4 コンプライアンスの確保に関し必要な事項は、別に定める。
(危機管理)
第33条 市民、市議会及び市の執行機関は、市民の生命、財産、暮らしの安全を守るため、過去の災害等の教訓を活かし、自助、共助、公助に基づき、災害等に強いまちづくりに取り組むものとする。
2 市民は、日頃から防災及び減災の意識を持つように努めるとともに、災害等の発生時に相互に協力して対処するため自主防災組織の結成と強化に努めるものとする。
3 市議会及び市の執行機関は、市民による自主防災組織の結成と強化を支援しなければならない。
4 市議会及び市の執行機関は、災害等の発生時に迅速かつ適切な対応ができるよう、地域防災計画に基づく危機管理体制の確立を図らなければならない。
5 市の執行機関は、災害等の発生時に、市民、関係機関、国、他の自治体との連携及び協力により、速やかに状況を把握し、対策を講じなければならない。
第5章 広域的な連携と交流
(人と人との交流)
第34条 市民、市議会及び市の執行機関は、様々な活動や交流を通じて、市外の人々や他の国々の人々の経験及び知恵をまちづくりに活かすよう努めるものとする。
(他の自治体及び国との連携)
第35条 市民、市議会及び市の執行機関は、市の課題又は市を含む広域的課題を解決するため、他の自治体及び国と相互に連携又は協力するよう努めるものとする。
第6章 条例の検証と見直し
(条例の検証及び見直し)
第36条 市民、市議会及び市の執行機関は、5年を超えない期間ごとにこの条例を検証し、必要な見直しを行うものとする。検証及び見直しは、市民参画のもとで行い、市議会及び市の執行機関は、その結果を尊重し、適切な措置を講じなければならない。

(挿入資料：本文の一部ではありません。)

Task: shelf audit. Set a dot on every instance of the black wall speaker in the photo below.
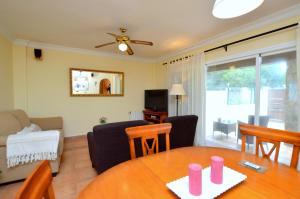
(38, 53)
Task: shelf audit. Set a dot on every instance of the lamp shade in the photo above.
(226, 9)
(177, 89)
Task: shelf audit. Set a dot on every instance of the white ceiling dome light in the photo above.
(225, 9)
(122, 47)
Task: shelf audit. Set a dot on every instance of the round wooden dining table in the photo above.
(146, 177)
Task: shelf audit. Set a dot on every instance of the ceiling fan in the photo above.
(123, 42)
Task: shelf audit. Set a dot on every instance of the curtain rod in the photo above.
(178, 59)
(225, 46)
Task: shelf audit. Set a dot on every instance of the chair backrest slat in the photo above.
(39, 184)
(146, 133)
(274, 136)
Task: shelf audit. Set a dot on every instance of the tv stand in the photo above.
(155, 116)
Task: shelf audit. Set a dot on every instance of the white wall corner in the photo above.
(6, 34)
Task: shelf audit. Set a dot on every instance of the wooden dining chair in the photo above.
(273, 136)
(147, 133)
(39, 184)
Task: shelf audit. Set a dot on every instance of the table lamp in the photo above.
(177, 89)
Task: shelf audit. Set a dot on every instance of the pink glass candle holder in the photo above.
(195, 179)
(216, 172)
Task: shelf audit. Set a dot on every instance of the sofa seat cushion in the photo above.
(22, 117)
(9, 124)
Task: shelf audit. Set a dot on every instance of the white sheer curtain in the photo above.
(298, 77)
(190, 73)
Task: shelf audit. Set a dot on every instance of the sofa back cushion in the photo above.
(22, 117)
(9, 124)
(183, 130)
(110, 144)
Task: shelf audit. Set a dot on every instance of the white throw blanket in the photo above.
(28, 147)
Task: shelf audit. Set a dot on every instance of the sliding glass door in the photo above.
(230, 99)
(278, 91)
(261, 90)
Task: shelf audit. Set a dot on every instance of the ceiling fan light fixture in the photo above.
(122, 46)
(225, 9)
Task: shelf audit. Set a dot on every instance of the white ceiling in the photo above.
(171, 24)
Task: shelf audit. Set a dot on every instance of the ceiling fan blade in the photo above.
(99, 46)
(112, 34)
(149, 43)
(129, 49)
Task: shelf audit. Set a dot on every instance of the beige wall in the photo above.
(42, 88)
(6, 82)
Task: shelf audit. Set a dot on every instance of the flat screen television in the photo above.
(156, 100)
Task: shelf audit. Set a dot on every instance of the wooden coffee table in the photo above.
(146, 177)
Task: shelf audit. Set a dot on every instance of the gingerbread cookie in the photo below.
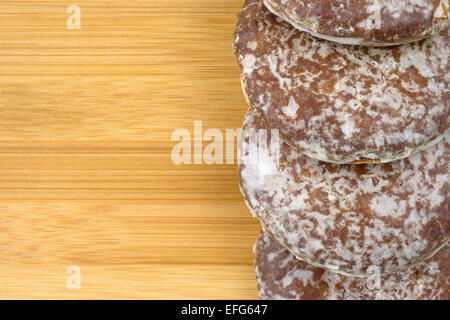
(347, 218)
(280, 276)
(338, 103)
(365, 22)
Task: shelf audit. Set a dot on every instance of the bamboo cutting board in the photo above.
(86, 177)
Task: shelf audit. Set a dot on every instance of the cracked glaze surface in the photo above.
(348, 218)
(339, 103)
(282, 277)
(367, 22)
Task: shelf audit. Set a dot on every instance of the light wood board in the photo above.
(86, 177)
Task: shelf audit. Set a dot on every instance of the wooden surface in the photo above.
(86, 177)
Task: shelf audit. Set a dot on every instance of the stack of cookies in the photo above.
(344, 152)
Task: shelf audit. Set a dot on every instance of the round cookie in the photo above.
(347, 218)
(282, 277)
(365, 22)
(340, 103)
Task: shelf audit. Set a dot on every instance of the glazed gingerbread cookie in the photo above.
(365, 22)
(282, 277)
(343, 104)
(347, 218)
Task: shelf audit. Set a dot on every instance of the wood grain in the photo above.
(86, 177)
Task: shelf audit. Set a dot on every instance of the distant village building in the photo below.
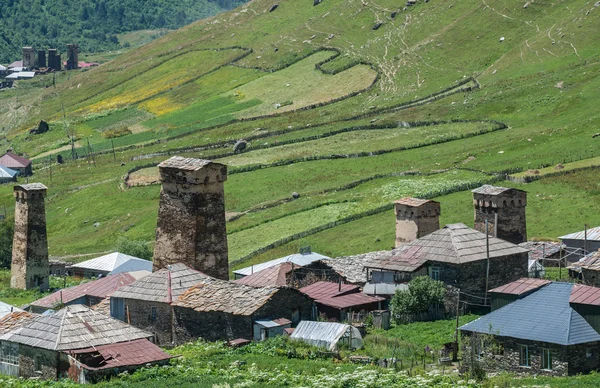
(551, 330)
(30, 267)
(504, 210)
(415, 218)
(76, 343)
(191, 216)
(112, 263)
(18, 163)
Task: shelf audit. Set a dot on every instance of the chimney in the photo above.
(504, 208)
(415, 218)
(191, 216)
(30, 267)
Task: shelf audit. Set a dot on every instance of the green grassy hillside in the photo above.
(442, 97)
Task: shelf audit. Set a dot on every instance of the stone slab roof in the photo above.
(455, 244)
(164, 285)
(73, 327)
(544, 316)
(225, 296)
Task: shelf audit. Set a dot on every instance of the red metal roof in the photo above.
(521, 286)
(321, 290)
(272, 276)
(349, 300)
(11, 160)
(100, 288)
(138, 352)
(588, 295)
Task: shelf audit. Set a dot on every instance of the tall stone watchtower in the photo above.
(415, 218)
(191, 216)
(504, 208)
(30, 267)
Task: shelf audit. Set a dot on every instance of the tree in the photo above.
(137, 248)
(422, 292)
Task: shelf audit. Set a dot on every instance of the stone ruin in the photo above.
(191, 216)
(504, 208)
(30, 267)
(415, 218)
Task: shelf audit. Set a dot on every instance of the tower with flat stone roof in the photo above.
(504, 208)
(191, 216)
(415, 218)
(30, 267)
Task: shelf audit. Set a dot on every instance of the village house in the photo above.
(218, 309)
(89, 294)
(335, 301)
(552, 330)
(76, 343)
(17, 163)
(113, 263)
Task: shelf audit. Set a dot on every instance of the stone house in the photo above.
(541, 333)
(456, 255)
(216, 309)
(147, 302)
(76, 343)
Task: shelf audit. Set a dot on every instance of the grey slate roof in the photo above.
(544, 316)
(73, 327)
(455, 244)
(164, 285)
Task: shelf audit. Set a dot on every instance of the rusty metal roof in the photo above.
(100, 288)
(521, 286)
(587, 295)
(138, 352)
(221, 295)
(272, 276)
(593, 234)
(455, 244)
(321, 290)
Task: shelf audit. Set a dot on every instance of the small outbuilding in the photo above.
(328, 335)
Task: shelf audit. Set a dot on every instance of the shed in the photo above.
(328, 335)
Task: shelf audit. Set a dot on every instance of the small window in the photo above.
(524, 356)
(546, 359)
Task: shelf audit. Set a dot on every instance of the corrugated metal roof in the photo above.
(298, 259)
(100, 288)
(164, 285)
(272, 276)
(455, 243)
(138, 352)
(325, 334)
(73, 327)
(225, 296)
(544, 316)
(521, 286)
(587, 295)
(593, 234)
(320, 290)
(113, 261)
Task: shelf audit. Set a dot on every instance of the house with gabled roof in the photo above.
(456, 255)
(541, 333)
(78, 343)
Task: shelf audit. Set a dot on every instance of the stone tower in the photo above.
(415, 218)
(30, 267)
(191, 216)
(28, 57)
(504, 208)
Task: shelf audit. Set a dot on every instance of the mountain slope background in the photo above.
(350, 104)
(92, 24)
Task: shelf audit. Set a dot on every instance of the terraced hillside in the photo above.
(350, 104)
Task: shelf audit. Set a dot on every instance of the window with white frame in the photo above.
(524, 355)
(546, 359)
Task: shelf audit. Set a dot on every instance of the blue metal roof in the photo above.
(544, 316)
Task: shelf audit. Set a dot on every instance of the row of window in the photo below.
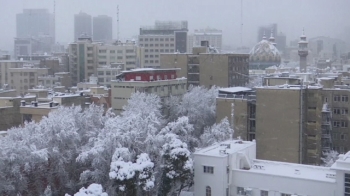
(157, 45)
(343, 98)
(342, 124)
(152, 61)
(159, 50)
(156, 39)
(342, 111)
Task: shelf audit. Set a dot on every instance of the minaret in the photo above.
(303, 52)
(272, 38)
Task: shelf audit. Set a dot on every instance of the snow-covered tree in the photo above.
(217, 133)
(198, 105)
(177, 172)
(329, 158)
(92, 190)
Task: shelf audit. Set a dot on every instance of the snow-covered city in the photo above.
(174, 98)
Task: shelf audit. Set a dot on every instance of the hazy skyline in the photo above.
(318, 17)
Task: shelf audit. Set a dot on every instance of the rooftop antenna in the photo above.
(241, 21)
(117, 23)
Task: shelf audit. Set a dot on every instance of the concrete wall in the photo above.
(277, 124)
(240, 119)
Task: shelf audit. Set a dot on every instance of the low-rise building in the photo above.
(231, 168)
(162, 82)
(204, 68)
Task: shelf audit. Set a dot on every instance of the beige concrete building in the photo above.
(86, 56)
(207, 69)
(162, 82)
(106, 73)
(25, 78)
(290, 123)
(9, 111)
(59, 79)
(5, 65)
(127, 53)
(163, 37)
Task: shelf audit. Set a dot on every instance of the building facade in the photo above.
(164, 37)
(208, 69)
(82, 25)
(102, 29)
(213, 36)
(314, 121)
(162, 82)
(231, 168)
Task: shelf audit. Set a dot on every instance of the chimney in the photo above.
(205, 43)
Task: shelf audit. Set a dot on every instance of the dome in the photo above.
(263, 55)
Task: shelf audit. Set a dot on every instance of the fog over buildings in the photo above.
(318, 17)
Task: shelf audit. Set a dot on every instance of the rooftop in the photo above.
(234, 89)
(292, 170)
(230, 147)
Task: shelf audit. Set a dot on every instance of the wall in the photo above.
(280, 184)
(277, 124)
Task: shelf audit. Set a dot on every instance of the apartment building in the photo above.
(203, 67)
(162, 82)
(58, 79)
(213, 36)
(5, 65)
(25, 78)
(232, 168)
(106, 74)
(163, 37)
(314, 120)
(86, 56)
(82, 59)
(127, 53)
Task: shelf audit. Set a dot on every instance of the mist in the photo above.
(318, 17)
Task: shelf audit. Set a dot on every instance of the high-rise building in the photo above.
(82, 25)
(202, 67)
(34, 23)
(303, 51)
(213, 36)
(164, 37)
(314, 121)
(102, 28)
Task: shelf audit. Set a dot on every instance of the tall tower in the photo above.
(303, 52)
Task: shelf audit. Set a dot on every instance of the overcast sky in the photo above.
(318, 17)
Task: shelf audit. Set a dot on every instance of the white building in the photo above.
(231, 168)
(106, 73)
(213, 36)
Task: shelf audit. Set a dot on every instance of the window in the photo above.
(336, 98)
(336, 111)
(344, 111)
(207, 169)
(264, 193)
(240, 191)
(207, 191)
(285, 194)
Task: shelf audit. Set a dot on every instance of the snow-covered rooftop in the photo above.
(230, 147)
(292, 170)
(235, 89)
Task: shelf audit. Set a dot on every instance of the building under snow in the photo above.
(230, 168)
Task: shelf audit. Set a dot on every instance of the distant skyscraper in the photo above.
(35, 23)
(303, 51)
(102, 28)
(82, 25)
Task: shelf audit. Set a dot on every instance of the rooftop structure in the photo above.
(231, 168)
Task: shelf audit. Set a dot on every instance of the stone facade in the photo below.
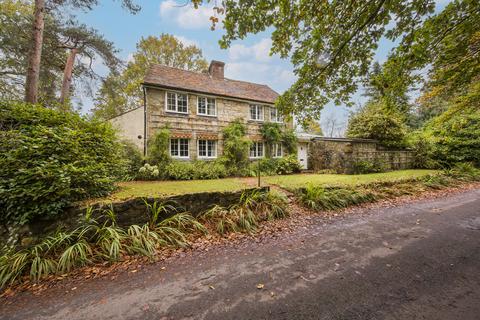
(130, 126)
(340, 155)
(193, 126)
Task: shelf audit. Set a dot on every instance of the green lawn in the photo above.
(301, 180)
(135, 189)
(162, 188)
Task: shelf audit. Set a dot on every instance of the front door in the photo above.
(303, 155)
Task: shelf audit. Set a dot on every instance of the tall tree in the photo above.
(59, 38)
(332, 43)
(35, 54)
(33, 71)
(82, 41)
(122, 91)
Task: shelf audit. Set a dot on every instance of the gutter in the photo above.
(229, 97)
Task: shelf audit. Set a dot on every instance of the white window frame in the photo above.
(178, 148)
(259, 111)
(215, 149)
(176, 102)
(206, 106)
(278, 118)
(255, 146)
(275, 148)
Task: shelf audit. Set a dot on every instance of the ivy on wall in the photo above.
(273, 133)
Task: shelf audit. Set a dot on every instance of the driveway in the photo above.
(415, 261)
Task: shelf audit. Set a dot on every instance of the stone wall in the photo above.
(340, 155)
(128, 212)
(193, 126)
(130, 126)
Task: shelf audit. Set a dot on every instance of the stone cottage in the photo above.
(196, 107)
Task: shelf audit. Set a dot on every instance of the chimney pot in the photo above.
(216, 69)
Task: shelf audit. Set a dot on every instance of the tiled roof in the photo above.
(168, 77)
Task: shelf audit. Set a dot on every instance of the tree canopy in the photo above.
(58, 39)
(332, 44)
(122, 91)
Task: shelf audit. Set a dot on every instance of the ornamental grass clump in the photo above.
(96, 242)
(253, 207)
(322, 198)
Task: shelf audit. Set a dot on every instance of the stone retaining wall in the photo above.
(340, 155)
(128, 212)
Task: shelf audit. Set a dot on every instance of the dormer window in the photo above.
(176, 102)
(275, 116)
(256, 112)
(206, 106)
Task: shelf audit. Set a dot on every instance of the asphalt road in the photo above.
(415, 261)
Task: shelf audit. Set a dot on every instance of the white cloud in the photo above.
(185, 15)
(186, 41)
(259, 51)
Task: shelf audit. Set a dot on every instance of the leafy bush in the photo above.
(133, 160)
(365, 166)
(288, 164)
(158, 148)
(455, 134)
(273, 166)
(49, 159)
(209, 170)
(375, 121)
(148, 172)
(236, 147)
(422, 149)
(178, 170)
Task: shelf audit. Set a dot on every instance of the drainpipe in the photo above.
(144, 121)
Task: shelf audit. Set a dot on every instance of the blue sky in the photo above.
(246, 60)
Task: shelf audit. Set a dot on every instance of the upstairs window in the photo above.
(275, 116)
(177, 102)
(207, 148)
(179, 148)
(206, 106)
(256, 112)
(256, 150)
(277, 150)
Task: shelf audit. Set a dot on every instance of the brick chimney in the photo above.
(216, 69)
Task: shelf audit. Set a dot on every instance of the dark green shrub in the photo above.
(365, 166)
(179, 170)
(209, 170)
(133, 159)
(49, 159)
(236, 147)
(376, 121)
(288, 164)
(149, 172)
(422, 149)
(455, 134)
(158, 148)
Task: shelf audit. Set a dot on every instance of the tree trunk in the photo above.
(33, 72)
(67, 75)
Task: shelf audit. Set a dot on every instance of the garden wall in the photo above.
(128, 212)
(341, 154)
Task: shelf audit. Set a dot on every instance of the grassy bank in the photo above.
(302, 180)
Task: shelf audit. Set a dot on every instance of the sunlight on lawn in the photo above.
(301, 180)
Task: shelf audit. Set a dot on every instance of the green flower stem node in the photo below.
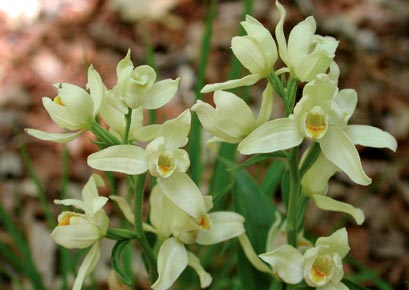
(128, 118)
(103, 135)
(120, 234)
(138, 182)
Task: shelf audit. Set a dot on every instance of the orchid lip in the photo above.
(316, 123)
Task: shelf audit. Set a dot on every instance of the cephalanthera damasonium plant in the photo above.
(179, 214)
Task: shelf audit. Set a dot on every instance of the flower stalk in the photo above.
(138, 182)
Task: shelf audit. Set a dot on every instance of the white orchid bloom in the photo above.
(315, 180)
(306, 54)
(82, 230)
(256, 51)
(162, 156)
(177, 227)
(137, 87)
(285, 261)
(73, 109)
(225, 123)
(116, 122)
(320, 116)
(323, 263)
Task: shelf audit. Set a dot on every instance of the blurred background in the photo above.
(43, 42)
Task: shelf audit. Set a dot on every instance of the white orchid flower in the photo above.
(225, 123)
(256, 51)
(323, 263)
(73, 109)
(177, 227)
(320, 266)
(285, 261)
(137, 87)
(162, 156)
(82, 230)
(306, 54)
(320, 116)
(315, 180)
(116, 122)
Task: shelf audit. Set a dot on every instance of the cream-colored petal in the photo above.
(321, 90)
(266, 107)
(279, 134)
(327, 203)
(124, 67)
(124, 207)
(96, 88)
(128, 159)
(371, 137)
(312, 65)
(346, 101)
(263, 36)
(172, 260)
(77, 100)
(54, 137)
(250, 54)
(175, 131)
(223, 226)
(90, 190)
(286, 262)
(63, 116)
(87, 266)
(251, 254)
(76, 236)
(205, 277)
(335, 243)
(231, 84)
(279, 32)
(146, 133)
(184, 193)
(300, 40)
(315, 180)
(334, 286)
(160, 94)
(338, 149)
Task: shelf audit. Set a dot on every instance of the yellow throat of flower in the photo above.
(58, 101)
(165, 164)
(316, 124)
(65, 219)
(321, 269)
(205, 222)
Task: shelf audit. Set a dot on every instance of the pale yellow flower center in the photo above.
(204, 222)
(165, 164)
(65, 220)
(316, 123)
(321, 269)
(58, 101)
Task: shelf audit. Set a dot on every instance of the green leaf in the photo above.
(257, 158)
(352, 286)
(259, 212)
(313, 152)
(272, 178)
(195, 143)
(115, 259)
(285, 187)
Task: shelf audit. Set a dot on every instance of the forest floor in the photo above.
(43, 42)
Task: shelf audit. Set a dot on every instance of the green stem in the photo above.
(295, 189)
(103, 135)
(128, 119)
(139, 185)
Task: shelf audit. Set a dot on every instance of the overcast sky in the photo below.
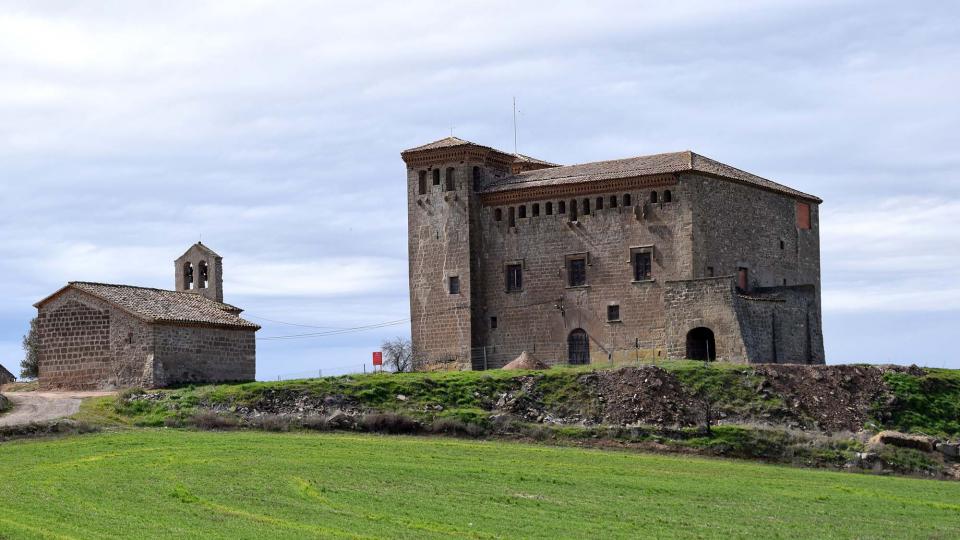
(273, 129)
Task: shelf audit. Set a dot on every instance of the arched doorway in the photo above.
(578, 347)
(701, 345)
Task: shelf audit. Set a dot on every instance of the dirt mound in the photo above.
(526, 361)
(831, 398)
(643, 395)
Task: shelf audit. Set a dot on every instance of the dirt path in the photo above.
(42, 406)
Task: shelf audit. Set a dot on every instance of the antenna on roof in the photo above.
(514, 124)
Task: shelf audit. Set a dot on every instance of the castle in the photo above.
(102, 336)
(663, 256)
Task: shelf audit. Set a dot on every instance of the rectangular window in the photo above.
(454, 284)
(642, 265)
(514, 278)
(803, 215)
(577, 272)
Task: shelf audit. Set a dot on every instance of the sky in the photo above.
(272, 130)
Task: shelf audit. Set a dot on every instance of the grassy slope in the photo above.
(173, 483)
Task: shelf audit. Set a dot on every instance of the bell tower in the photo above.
(200, 271)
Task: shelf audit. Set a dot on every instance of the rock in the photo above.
(904, 440)
(340, 420)
(951, 450)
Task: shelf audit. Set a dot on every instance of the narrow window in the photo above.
(803, 215)
(577, 272)
(642, 265)
(450, 185)
(204, 275)
(454, 283)
(477, 178)
(188, 275)
(514, 278)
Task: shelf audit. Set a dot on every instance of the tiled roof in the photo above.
(159, 305)
(674, 162)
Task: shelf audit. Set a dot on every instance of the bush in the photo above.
(210, 420)
(316, 422)
(389, 423)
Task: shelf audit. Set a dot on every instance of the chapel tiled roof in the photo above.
(674, 162)
(163, 306)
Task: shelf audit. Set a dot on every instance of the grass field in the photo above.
(185, 484)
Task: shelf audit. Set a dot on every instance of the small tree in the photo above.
(29, 366)
(398, 354)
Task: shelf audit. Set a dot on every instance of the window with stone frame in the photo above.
(450, 185)
(514, 276)
(642, 260)
(577, 271)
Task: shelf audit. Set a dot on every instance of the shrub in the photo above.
(316, 422)
(389, 423)
(210, 420)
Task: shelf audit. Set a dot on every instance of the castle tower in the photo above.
(444, 179)
(200, 271)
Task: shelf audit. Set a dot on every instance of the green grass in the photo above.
(183, 484)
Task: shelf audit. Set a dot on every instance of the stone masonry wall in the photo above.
(86, 344)
(193, 354)
(439, 248)
(532, 319)
(705, 302)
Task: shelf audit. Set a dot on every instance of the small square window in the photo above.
(577, 272)
(642, 265)
(454, 284)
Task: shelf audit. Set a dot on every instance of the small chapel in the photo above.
(95, 336)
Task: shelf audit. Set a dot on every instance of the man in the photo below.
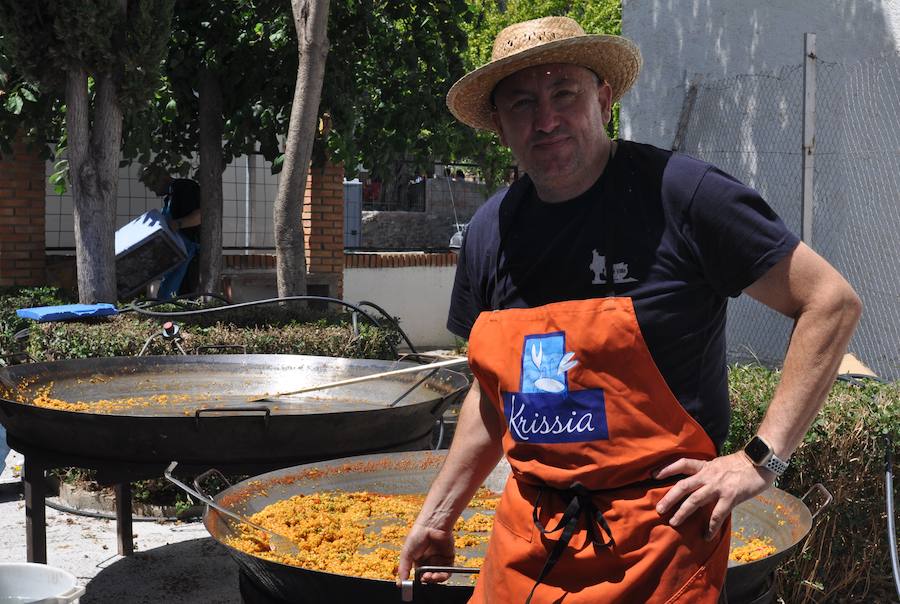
(181, 207)
(593, 294)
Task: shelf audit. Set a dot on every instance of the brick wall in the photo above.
(323, 230)
(323, 225)
(398, 259)
(22, 260)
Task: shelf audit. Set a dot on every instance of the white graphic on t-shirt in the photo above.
(620, 270)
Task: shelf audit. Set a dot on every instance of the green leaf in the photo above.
(14, 104)
(171, 110)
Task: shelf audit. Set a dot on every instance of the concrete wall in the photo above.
(414, 287)
(721, 38)
(447, 201)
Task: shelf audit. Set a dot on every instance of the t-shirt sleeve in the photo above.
(465, 303)
(735, 235)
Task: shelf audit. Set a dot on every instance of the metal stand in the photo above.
(118, 474)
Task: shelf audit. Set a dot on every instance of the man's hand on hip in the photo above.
(724, 481)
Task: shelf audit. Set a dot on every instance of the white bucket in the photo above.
(27, 583)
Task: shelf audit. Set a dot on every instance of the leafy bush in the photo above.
(125, 335)
(12, 299)
(845, 558)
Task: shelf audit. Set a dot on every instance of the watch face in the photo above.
(757, 450)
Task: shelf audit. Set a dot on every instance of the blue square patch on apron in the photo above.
(545, 411)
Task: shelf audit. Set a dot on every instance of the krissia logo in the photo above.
(545, 411)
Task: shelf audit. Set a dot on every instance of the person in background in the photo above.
(4, 449)
(593, 295)
(181, 207)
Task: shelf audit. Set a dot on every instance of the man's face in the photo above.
(553, 118)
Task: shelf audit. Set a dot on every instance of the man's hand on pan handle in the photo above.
(426, 546)
(723, 482)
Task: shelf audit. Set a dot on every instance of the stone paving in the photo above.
(175, 563)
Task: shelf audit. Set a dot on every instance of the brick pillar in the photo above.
(323, 229)
(22, 254)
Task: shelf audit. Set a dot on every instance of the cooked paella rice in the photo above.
(355, 533)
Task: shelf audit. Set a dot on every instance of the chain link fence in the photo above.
(751, 126)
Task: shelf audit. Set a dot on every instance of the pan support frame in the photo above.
(118, 474)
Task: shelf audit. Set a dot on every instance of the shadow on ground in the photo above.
(195, 571)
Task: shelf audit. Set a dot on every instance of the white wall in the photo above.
(247, 185)
(721, 38)
(419, 296)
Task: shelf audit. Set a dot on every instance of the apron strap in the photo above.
(581, 503)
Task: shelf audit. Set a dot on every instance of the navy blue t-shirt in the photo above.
(684, 237)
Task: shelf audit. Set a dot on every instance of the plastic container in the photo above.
(27, 583)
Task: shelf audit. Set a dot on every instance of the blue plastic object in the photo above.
(67, 311)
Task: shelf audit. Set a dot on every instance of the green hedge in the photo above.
(846, 557)
(14, 298)
(125, 335)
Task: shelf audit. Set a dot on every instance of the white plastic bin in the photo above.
(27, 583)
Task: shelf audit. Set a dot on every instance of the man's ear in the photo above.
(495, 117)
(604, 97)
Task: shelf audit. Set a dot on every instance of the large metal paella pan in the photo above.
(775, 515)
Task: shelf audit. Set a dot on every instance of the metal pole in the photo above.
(809, 135)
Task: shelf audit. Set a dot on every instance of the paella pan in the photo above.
(776, 516)
(196, 409)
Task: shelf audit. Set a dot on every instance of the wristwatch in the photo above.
(761, 454)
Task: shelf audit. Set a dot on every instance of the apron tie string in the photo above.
(581, 504)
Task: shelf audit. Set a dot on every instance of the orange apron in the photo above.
(587, 418)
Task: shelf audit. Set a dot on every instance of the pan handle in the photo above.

2 この条例の検証及び見直しに関し必要な事項は、別に定める。
附 則
この条例は、平成23年4月1日から施行する。ただし、第20条の規定については、別に条例で定める日から施行する。(平成30年9月条例第32号で、同30年10月1日から施行)
附 則(平成28年3月14日条例第19号)
(施行期日)
1 この条例は、平成28年4月1日から施行する。
(宍粟市まちづくり協議会条例の廃止)
2 宍粟市まちづくり協議会条例(平成22年宍粟市条例第2号)は、廃止する。